Bringing HIV Prevention to Campus

Tufts Student Health Service staff develop protocol to help other colleges provide HIV prevention with daily medication

person with stethoscope around neck talking with another person in medical setting

Approximately 40,000 new HIV cases are diagnosed every year in the U.S., and many are in adolescents and young adults. HIV specialists are hopeful that the use of daily medication to prevent HIV—a medical treatment known as Pre-exposure Prophylaxis (PrEP for short) will start to bring those numbers down.

In 2012, the first HIV prevention medication was approved by the FDA. In 2014, the U.S. Centers for Disease Control and Prevention (CDC) issued official guidelines for health-care providers for the treatment, but adoption of the guidelines has been slow. Many primary care clinicians, including college health clinicians, have long thought of HIV prevention as something for HIV specialists. But Margaret Higham, medical director of the Tufts Student Health Service, and Ariel Watriss, a sexual health specialist there, took a different approach.

Working together over the summer of 2015, Higham and Watriss, who had earlier worked on PrEP research studies, set out to develop guidelines that could be used at Tufts. Together they developed a protocol, trained Tufts’ clinicians in the use of PrEP, and advertised it to the campus community. “Issues of sexual and reproductive health are key priorities for us at Health Service,” Higham said. “It was clear to me that providing PrEP in the college setting was a critical and compelling need.”

She and Watriss gave presentations on the program to others in their field both locally and nationally.

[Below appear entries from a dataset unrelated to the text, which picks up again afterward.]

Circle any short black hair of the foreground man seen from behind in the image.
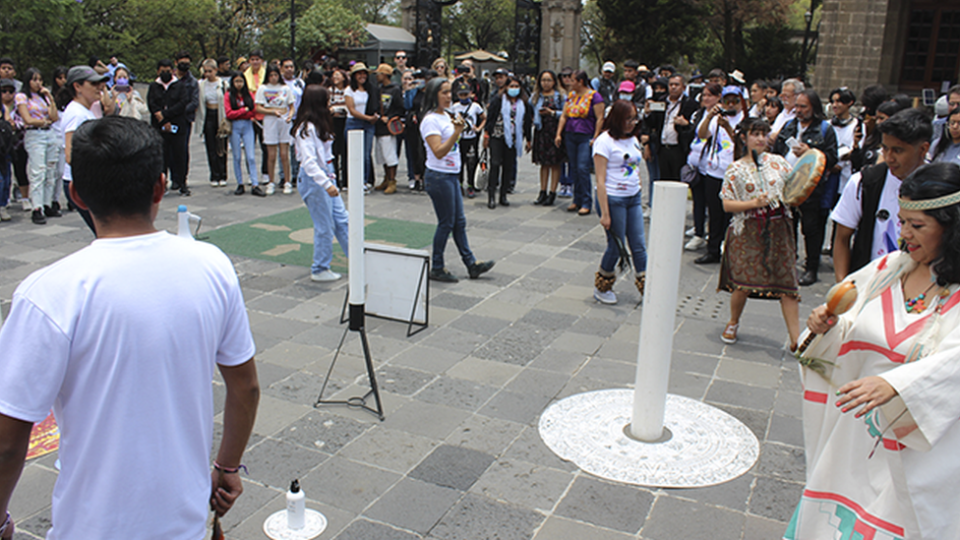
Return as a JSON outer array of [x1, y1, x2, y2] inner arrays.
[[70, 116, 163, 220]]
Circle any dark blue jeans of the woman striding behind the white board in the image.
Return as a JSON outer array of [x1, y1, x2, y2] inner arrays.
[[423, 169, 477, 270]]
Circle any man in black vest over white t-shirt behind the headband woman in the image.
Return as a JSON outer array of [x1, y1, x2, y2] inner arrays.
[[830, 109, 933, 283]]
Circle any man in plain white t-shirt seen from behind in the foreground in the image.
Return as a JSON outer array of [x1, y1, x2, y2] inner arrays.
[[0, 116, 259, 540]]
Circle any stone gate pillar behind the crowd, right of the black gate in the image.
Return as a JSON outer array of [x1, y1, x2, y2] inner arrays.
[[540, 0, 583, 73]]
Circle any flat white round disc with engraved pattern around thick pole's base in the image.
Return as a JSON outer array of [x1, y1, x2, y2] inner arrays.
[[540, 390, 760, 488]]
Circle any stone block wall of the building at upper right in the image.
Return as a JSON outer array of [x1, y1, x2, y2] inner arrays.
[[812, 0, 909, 96]]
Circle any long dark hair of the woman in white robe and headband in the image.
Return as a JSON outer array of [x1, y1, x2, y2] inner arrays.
[[900, 163, 960, 287]]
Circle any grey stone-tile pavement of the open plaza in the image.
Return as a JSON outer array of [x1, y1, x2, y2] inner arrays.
[[0, 134, 830, 540]]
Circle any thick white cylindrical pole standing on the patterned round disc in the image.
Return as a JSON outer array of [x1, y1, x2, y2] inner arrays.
[[630, 181, 687, 441]]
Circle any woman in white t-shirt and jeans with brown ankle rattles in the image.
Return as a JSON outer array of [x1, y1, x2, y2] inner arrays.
[[593, 99, 647, 304]]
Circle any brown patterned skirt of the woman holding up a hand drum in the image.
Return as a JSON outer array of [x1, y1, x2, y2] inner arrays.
[[717, 207, 800, 299]]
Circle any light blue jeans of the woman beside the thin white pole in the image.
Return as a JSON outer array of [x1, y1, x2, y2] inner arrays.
[[297, 169, 350, 274]]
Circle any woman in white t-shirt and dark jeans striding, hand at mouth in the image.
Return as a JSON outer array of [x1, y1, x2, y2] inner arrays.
[[420, 77, 493, 283]]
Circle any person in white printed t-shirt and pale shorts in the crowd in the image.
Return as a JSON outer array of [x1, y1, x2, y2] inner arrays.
[[253, 65, 294, 195]]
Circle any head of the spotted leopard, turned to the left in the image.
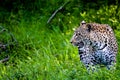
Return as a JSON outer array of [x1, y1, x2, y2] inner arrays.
[[70, 21, 92, 47]]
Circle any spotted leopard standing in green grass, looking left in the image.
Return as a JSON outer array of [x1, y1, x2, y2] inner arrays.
[[70, 21, 118, 70]]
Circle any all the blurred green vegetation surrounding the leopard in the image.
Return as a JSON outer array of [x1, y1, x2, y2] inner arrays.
[[0, 0, 120, 80]]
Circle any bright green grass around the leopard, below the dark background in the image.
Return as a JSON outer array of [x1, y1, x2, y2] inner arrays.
[[0, 6, 120, 80]]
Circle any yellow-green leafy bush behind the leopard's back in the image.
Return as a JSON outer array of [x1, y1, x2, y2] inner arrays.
[[80, 5, 120, 29]]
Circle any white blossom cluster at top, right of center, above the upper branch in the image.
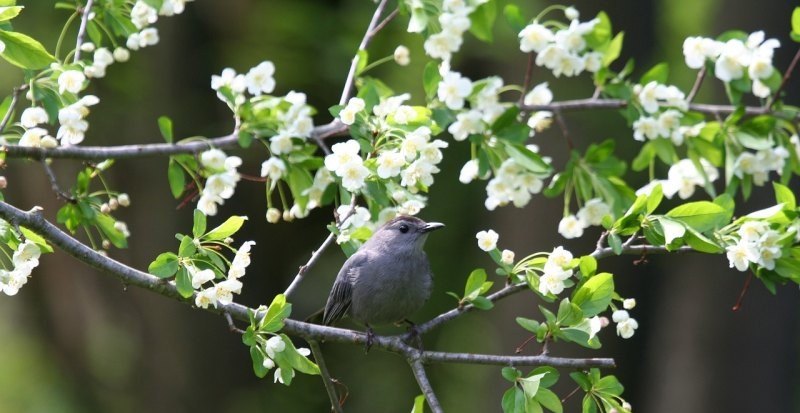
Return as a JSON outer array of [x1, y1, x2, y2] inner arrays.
[[519, 9, 603, 77]]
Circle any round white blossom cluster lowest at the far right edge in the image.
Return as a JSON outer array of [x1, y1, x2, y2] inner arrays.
[[726, 220, 782, 271]]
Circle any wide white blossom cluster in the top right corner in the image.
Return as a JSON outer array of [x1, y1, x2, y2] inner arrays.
[[683, 31, 781, 98]]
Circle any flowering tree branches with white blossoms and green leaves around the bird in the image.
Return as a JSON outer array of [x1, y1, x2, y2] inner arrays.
[[0, 0, 800, 412]]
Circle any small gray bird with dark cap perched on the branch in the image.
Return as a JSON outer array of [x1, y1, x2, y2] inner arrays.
[[323, 216, 444, 350]]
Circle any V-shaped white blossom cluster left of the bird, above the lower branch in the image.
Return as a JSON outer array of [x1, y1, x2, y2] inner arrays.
[[194, 241, 255, 308]]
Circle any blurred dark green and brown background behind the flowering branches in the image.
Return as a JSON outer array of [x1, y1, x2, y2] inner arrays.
[[0, 0, 800, 413]]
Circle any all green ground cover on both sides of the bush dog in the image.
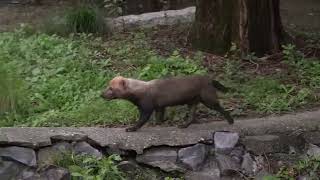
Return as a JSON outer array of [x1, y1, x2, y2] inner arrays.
[[0, 26, 320, 126]]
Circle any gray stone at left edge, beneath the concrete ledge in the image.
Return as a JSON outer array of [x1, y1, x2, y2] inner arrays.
[[0, 146, 37, 167]]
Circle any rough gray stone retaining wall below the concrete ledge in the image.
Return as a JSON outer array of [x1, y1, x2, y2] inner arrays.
[[0, 128, 320, 180]]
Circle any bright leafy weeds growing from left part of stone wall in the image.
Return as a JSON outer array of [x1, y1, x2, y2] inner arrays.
[[55, 154, 125, 180]]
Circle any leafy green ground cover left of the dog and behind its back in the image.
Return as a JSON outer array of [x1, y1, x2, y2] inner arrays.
[[0, 30, 203, 126]]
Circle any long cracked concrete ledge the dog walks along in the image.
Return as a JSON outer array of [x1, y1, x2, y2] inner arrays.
[[0, 110, 320, 154]]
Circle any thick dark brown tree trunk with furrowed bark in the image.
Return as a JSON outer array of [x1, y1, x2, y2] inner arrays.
[[190, 0, 283, 56]]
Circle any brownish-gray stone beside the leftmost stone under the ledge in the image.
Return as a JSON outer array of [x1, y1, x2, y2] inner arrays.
[[37, 142, 72, 165]]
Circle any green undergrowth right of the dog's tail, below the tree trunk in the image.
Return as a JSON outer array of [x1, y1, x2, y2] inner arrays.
[[222, 42, 320, 114]]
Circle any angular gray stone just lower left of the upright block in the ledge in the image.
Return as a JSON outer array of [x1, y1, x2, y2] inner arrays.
[[178, 144, 207, 170]]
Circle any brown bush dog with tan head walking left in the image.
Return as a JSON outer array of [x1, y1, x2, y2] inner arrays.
[[101, 75, 233, 132]]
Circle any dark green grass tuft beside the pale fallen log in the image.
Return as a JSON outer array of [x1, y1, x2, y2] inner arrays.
[[66, 5, 106, 33]]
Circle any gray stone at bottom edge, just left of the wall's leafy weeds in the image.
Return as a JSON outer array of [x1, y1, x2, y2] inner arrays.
[[40, 166, 71, 180]]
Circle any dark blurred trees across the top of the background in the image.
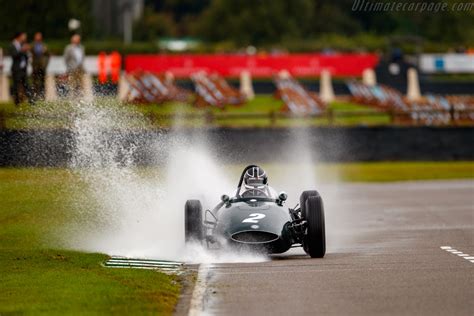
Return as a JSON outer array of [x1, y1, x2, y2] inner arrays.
[[0, 0, 474, 53]]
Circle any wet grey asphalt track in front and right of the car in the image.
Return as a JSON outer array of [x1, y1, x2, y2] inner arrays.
[[194, 181, 474, 315]]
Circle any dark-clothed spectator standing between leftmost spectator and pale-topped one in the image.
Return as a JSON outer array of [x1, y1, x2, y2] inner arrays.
[[31, 32, 49, 100]]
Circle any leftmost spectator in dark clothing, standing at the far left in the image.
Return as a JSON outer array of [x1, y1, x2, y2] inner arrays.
[[10, 32, 31, 105]]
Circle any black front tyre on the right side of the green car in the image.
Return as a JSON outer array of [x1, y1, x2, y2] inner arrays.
[[303, 194, 326, 258]]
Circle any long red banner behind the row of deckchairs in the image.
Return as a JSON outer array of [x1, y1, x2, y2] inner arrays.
[[125, 54, 379, 77]]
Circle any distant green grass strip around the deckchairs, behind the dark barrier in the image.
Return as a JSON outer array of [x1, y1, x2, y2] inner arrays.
[[0, 95, 390, 129]]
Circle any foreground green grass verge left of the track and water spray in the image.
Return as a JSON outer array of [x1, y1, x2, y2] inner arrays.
[[0, 168, 181, 315]]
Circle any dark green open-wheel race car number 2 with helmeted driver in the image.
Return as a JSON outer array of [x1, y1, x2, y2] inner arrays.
[[185, 165, 326, 258]]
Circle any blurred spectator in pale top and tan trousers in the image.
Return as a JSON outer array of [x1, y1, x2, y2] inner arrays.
[[64, 34, 85, 95]]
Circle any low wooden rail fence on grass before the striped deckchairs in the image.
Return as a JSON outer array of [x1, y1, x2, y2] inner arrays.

Late last year, they published a paper in the Journal of American College Heath, along with Michael Huey of Emory University, articulating why college health services should offer PrEP.

Over the past year, Higham and Watriss worked with other college health colleagues from across the country to develop a position statement and guideline for the use of PrEP in college health centers. The guideline has now been accepted as a best practice by the American College Health Association. The feedback from other college health services “has been really good,” Higham said. Even small colleges, which thought they didn’t have the resources to offer the service, have come around, she added.

“I truly believe this will make a huge difference in reducing HIV in college students, currently one of the populations most at risk,” said Michelle Bowdler, executive director of health and wellness services.